Microscopic images of pollen. The crushed-looking grains are mutants that lack proteins in their structural mesh, called a nuclear lamina. Junsik Choi, David Mankus, Margaret Bisher, Abigail Lytton-Jean, Mary Gehring; Whitehead Institute & Koch Institute
Using microscopes to observe living things has been one of the most powerful ways to understand how biology works, at least since Dutch naturalist Antonie van Leeuwenhoek first zoomed in on bacteria in the 1600s. Today, high-magnification images can help design new medical tools, enrich our understanding of diseases, and explain how embryos develop. And, as shown by the 2023 winners from the MIT Koch Institute Image Awards, they can be works of art, too.

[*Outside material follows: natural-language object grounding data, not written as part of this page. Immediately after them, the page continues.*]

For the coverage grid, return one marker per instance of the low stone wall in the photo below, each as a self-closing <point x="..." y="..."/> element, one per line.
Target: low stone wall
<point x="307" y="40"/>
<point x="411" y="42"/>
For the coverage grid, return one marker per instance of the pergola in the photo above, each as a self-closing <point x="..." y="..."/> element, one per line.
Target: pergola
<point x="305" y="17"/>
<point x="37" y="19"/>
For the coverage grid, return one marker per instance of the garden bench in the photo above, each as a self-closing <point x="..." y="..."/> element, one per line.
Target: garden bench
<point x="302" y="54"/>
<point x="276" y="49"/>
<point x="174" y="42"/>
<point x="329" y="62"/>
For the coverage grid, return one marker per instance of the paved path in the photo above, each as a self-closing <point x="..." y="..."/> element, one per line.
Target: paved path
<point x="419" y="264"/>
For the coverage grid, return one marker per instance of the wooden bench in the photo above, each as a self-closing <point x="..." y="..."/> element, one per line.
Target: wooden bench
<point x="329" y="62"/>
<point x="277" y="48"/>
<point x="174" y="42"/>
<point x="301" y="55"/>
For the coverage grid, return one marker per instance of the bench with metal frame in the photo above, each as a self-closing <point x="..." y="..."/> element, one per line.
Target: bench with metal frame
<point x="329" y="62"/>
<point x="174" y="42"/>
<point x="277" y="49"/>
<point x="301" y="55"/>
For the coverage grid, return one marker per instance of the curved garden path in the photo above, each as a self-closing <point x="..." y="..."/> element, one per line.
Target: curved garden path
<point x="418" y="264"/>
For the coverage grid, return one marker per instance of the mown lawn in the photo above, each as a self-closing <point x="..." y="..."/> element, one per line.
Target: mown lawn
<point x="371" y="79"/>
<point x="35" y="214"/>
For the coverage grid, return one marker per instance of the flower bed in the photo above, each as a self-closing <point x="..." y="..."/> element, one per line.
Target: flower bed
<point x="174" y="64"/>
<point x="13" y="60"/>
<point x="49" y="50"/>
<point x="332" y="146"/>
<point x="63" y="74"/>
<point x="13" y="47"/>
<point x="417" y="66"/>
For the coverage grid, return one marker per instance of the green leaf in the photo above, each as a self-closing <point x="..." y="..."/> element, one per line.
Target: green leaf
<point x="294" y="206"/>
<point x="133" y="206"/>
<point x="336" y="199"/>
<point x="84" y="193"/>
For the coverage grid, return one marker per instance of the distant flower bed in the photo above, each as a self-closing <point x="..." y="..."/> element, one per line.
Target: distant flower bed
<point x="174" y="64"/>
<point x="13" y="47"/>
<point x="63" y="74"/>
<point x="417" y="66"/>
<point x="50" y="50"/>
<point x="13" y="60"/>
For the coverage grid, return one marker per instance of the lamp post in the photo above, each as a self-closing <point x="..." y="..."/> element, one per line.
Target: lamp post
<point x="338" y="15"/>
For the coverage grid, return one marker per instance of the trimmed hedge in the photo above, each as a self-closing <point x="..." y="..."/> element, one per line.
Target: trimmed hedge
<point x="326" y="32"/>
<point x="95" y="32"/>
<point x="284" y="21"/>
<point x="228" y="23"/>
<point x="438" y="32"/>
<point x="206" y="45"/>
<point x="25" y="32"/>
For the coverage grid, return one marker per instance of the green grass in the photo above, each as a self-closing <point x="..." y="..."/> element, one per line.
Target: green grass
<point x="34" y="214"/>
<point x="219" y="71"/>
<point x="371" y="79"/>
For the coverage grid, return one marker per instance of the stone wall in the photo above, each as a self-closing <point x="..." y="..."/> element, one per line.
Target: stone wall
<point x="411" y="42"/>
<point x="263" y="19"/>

The above image shows Arabidopsis thaliana pollen with proteins removed from their nuclear lamina, a membrane of dense filaments that provides structure to cells. Humans who lack lamina (a mutation seen in some skeletal and muscular conditions) generally cannot survive for more than 20 years, according to the biologists at MIT’s Whitehead Institute and the Koch Institute who took this image. They stuck the grains to carbon tape and imaged them with a Zeiss Crossbeam microscope. Without these proteins, pollen also appear misshapen—underscoring the importance of this meshwork for plants as well.